Mit dem Charakter des tiefgläubigen Abner Perrys, dessen Religiosität gerade im ersten Band immer wieder betont wird, droht kurzzeitig auch ein missionarisches Motiv die Geschichte zu überschatten, aber das ist zum Glück, zumindest in den ersten beiden Bänden, nicht der Fall. Im Zentrum bleiben das Abenteuer und der Kampf um die Freiheit der Völker.
Sehr interessant ist auch der Ich-Erzähler der Rahmengeschichte, der im zweiten Band als Edgar Rice Burroughs selbst benannt wird. Diese Autorenfiktion, um die Glaubwürdigkeit eines fiktionalen Reiseberichts zu untermauern ist ein gängiges Motiv der Abenteuerliteratur und spätestens seit Karl May bekannt.
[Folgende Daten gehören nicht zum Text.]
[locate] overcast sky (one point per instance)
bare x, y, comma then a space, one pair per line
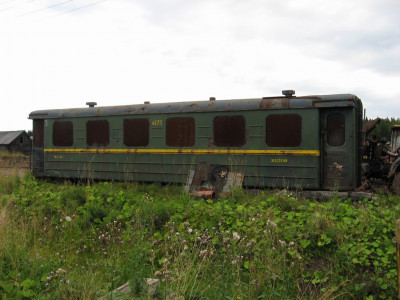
63, 53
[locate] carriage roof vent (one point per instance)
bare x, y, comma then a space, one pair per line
91, 104
288, 93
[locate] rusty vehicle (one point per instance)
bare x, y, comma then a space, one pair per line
381, 160
308, 142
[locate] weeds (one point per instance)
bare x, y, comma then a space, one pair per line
67, 241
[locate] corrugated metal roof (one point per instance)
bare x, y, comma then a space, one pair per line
203, 106
6, 137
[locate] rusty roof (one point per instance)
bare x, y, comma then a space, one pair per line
317, 101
Zusammenfassend kann ich sagen, dass mir die ersten beiden Bände des sechsteiligen Hohlwelten-Romans sehr gut gefallen haben. Er sprudelt über vor originellen Ideen, spannenden Abenteuern und einem facettenreichen Weltentwurf, der sicherlich noch viele Überraschungen für die kommenden Bände bereithält. Alle Stärken und auch Schwächen des Genres vereinen sich hier zu einem großartigen Fantasyroman, dessen Geschichte auch heute bestens unterhält.